Early this year, I curated an exhibition on body technologies and body modifications in the Philippines. The exhibition was based on a growing interest on the body as a starting point of discourse, which was rampant in the academic circle in the past decades. Together with my co-curators, my colleagues from the University of the Philippines namely B.L. Viray, O.D. Nieto and J.R. Javier, I am convinced that the increasing number of the most influential theorizations and conceptualizations has primarily, if not exclusively, focused on how the cultures in the West (Europe and the Americas) conceive it. Taking the cue from Bryan Turner and Zheng Yangwen, it is important to note that peoples in Asia have experienced colonization, decolonization and now globalization albeit different modalities. These contexts, as suggested by Turner and Zheng, are important socio-political and historical factors for understanding the Asian body.
On the occasion of the UP Diliman Festival of Culture and the Arts 2018, we titled the exhibition (Com)modified Bodies: Body Technologies, Body Modifications which was intended to celebrate the Filipino body as a creative realm and a locus of scholarly discourse.
I believe the exhibition answered these general questions: What do we mean when we talk about bodies in Philippine culture and society? What do we mean when we talk about Filipino bodies in different regions around the world? How do art, culture, and society affect the way we think about, do, and see the bodies of the Filipino people? How do we perform the body?
The exhibition opened on 13 February 2018 at the Hall of Wisdom, Asian Center of the University of the Philippines Diliman and it closed on 30 March 2018. I am grateful that the University of Amsterdam (through the Chemical Youth Project) co-funded the exhibition with the UP Diliman Office for Initiatives in Culture and the Arts.
This is the online “archive” of the exhibition.
In the pre-colonial Philippines, annotators of the Hispanic monarchy observed and recorded several ethnolinguistic communities practicing body modification as an indication of social status and as activities related to religious rites. One example observed is the insertion of the bolitas or small round pellets, made of plastic or metal, in the penis, oftentimes, of the datu to symbolize dominion, power, and authority.
In the Cordilleras in Northern Luzon, pre-colonial elders receive tattoos from a mambabatok to symbolize victory over tribal wars. Body piercings were also recorded in many pre-Hispanic communities in the Visayas and some areas of Luzon.
Today, body modification continues and, to some extent, has taken on completely different meanings and contexts. Aesthetics is the most common reason.

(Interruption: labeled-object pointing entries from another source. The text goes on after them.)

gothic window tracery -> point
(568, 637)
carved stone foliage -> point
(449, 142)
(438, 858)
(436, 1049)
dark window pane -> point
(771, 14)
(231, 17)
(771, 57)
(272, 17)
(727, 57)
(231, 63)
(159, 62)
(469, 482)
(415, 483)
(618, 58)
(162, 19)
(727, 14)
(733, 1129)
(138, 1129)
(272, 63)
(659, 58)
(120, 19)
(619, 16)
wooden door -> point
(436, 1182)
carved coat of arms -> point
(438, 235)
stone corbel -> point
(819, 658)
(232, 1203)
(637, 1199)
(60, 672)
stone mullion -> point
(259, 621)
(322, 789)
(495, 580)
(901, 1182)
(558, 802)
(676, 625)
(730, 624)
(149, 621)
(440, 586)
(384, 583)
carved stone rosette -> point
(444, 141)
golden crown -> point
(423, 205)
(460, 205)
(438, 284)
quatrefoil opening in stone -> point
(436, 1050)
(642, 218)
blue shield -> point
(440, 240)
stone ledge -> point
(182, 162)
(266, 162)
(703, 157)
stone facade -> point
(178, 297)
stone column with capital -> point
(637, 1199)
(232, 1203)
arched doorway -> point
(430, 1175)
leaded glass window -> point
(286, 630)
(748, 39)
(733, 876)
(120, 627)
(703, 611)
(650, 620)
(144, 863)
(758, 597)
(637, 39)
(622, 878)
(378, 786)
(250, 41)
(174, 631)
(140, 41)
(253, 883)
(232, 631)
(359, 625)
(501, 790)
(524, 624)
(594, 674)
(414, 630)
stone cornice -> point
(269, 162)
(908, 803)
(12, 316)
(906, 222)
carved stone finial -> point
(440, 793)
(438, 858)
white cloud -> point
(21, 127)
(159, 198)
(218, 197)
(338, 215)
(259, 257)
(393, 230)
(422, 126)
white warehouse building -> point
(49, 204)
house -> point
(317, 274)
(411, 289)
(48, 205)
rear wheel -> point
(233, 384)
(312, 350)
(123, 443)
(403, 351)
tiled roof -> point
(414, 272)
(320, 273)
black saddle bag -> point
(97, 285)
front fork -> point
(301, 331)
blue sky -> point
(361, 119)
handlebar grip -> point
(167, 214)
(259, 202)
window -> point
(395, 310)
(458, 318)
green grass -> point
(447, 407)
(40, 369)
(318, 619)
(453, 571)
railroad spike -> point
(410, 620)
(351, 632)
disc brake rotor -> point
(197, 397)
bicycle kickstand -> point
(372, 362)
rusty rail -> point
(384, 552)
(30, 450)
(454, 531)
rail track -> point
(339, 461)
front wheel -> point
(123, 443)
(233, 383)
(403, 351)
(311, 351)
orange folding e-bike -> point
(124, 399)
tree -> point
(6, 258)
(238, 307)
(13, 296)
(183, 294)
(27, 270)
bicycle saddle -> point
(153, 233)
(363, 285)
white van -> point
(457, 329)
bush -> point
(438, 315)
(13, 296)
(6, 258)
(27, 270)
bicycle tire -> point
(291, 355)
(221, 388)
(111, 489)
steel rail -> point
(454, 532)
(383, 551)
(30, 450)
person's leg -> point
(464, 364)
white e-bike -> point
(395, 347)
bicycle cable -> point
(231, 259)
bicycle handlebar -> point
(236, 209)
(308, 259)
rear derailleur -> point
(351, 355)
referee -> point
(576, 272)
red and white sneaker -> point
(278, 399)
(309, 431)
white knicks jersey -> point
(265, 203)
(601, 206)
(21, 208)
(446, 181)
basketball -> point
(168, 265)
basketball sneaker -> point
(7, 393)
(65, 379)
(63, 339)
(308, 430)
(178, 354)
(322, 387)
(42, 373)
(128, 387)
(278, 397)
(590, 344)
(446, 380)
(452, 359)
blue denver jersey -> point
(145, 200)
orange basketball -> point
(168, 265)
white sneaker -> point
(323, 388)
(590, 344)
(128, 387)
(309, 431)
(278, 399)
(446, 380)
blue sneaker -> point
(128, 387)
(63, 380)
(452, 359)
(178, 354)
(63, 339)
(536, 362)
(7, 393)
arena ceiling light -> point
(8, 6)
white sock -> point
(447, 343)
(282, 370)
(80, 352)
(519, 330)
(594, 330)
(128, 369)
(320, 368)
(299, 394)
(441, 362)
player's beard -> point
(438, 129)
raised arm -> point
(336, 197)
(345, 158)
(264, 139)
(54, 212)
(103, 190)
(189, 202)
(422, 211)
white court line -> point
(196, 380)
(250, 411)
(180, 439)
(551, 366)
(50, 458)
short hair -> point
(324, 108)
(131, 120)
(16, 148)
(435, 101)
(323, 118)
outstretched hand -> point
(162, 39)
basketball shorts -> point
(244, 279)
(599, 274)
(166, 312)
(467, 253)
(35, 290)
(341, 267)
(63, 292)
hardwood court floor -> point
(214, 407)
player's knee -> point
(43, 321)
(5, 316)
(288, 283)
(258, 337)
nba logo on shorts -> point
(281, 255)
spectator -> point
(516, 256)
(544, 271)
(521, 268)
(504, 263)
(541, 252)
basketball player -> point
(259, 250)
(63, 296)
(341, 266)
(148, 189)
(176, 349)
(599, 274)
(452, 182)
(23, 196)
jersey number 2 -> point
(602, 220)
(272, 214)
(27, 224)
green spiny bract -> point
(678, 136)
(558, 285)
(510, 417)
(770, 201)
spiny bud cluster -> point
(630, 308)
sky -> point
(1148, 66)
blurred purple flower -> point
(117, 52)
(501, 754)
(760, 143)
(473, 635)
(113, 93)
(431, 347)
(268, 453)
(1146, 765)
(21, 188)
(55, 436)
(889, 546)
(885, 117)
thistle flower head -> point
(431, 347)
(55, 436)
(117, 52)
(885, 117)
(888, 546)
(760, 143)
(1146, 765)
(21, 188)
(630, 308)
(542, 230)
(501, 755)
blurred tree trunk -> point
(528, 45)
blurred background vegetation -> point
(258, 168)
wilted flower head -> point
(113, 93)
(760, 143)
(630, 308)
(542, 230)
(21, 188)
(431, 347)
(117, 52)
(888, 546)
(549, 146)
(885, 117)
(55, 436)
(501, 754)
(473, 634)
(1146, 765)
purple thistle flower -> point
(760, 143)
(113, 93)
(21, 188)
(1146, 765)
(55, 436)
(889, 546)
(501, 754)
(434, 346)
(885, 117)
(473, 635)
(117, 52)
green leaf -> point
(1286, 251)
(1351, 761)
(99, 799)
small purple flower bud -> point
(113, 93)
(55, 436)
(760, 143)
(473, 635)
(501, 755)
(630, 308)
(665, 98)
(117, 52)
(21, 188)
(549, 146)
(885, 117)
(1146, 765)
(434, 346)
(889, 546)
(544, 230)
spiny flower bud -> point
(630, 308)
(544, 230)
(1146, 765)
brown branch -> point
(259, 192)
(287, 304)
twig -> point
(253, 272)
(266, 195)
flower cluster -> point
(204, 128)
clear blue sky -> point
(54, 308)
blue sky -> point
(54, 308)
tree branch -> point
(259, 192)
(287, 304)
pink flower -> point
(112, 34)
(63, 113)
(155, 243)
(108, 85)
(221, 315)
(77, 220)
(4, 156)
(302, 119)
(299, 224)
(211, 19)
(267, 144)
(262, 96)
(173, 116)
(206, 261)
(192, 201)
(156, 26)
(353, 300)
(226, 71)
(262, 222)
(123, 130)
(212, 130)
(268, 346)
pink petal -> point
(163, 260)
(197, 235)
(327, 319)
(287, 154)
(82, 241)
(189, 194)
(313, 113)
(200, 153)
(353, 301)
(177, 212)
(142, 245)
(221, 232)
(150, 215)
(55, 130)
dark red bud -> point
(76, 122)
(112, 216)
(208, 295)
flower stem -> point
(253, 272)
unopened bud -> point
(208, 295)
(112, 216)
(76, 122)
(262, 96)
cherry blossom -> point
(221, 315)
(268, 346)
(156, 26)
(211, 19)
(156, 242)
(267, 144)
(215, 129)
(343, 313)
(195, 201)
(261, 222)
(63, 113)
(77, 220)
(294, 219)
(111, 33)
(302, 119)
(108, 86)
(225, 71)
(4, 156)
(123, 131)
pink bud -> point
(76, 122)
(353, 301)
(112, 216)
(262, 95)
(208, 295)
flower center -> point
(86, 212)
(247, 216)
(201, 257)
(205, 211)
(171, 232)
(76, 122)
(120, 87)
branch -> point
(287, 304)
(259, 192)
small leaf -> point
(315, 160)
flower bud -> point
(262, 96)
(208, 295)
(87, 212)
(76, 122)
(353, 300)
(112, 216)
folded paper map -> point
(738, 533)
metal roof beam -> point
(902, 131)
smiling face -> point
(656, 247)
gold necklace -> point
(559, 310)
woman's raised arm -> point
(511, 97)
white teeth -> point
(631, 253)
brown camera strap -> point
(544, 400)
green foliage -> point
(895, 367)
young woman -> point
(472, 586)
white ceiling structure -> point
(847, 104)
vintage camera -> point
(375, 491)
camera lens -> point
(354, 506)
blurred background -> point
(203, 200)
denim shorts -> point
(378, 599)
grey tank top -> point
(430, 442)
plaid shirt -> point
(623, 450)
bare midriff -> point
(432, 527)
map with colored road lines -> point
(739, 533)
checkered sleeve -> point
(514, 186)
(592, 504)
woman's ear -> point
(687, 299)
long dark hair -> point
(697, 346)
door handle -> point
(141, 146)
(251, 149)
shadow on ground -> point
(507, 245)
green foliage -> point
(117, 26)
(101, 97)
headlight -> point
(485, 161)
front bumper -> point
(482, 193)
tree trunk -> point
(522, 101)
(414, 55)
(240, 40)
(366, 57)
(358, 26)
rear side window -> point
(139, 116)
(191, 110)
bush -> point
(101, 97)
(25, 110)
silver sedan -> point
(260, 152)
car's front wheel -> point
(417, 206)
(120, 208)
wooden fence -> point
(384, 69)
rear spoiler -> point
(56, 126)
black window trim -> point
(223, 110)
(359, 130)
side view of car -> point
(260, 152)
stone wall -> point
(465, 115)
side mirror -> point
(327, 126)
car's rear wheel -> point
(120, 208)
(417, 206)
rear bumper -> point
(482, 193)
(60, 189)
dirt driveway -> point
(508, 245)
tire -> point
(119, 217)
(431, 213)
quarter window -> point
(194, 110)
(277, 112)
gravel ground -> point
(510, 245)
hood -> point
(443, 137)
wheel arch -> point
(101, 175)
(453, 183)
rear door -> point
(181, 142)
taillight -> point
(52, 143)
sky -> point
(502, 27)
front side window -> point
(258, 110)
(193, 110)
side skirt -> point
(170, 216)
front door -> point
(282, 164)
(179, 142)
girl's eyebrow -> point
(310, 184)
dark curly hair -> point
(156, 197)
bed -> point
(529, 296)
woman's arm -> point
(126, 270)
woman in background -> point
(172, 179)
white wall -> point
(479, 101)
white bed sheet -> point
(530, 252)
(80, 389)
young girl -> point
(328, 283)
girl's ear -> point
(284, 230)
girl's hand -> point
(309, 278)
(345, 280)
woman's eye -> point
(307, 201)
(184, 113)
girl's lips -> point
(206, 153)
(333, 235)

Often, people tend to misunderstand individuals who have undergone body modification rather than appreciate that these modifications were, once upon a time, integral in societal life.
The exhibit interrogated body modification, how it may be problematized and even used as a starting point for creative work and discourse. Juxtaposed are different engagements to body technologies which modern societies use either consciously or unconsciously, paving for a renewed ontology of the body.
Such ontology of the body is premised upon two provocations: first, its commodification is an attempt to alter it to suit the interpolation of popular culture as the beautiful, the true and the ideal; second is the need to modify due to practical and cultural necessities or the individual’s desire for communion with oneself and/or the community.
Five galleries were displayed to provoke the way we think of the body vis-à-vis modifications and technologies.
Prepared by K.B. Saure, J.R. Javier and G.M Salomon, the first gallery Subconscious Substance provided a glimpse of the different chemicals we put in/on our bodies to necessitate our social and public life.
The second gallery Named! was prepared by yours truly with J.C. Bautista and J.L. Gan. This gallery presented the actual words identified with body parts in Filipino (Tagalog and Cebuano), English and Chinese, and how these are modified into other terms based on how popular culture and other pidgin languages see these body parts. It also describes common technologies used to temporarily modify these body parts.
Conceived and prepared by M. Bernal and A. Gonzales, the third gallery The History of the Beautiful in the Philippines featured how the public eye transformed the idea of beauty based on several factors. The gallery proposed that these transformations are most of the time based on the hegemonic or dominant ideology/ies.
D.G. Oliveros, I. Ramirez, I. Azarcon-Bolivar, J.C. Bautista and yours truly prepared a series of videos featuring temporary and often quick body transformations, becoming the fourth gallery Cosmeticized!. One video presented was a collage of documentary films taken from YouTube outlining how quick and hurried body transformations may often lead to undesirable consequences.
Finally, the fifth gallery (Dis)Anatomized Bodies by B.L. Viray, O.D. Nieto and G.M. Salomon are portraits of nine individuals who underwent body alterations. Beside the portraits are their reasons for undergoing body modifications. Artist J. Ona took the portraits of the individuals who underwent body modifications and artist J. Villacruz did the graphics and lay-out of the huge portraits.
Overall, (Com)modified Bodies is an attempt to illustrate the body as not having a monolithic ontology and a proposal, perhaps, it is best to understand such ontology as dependent on its repeated and altered performance.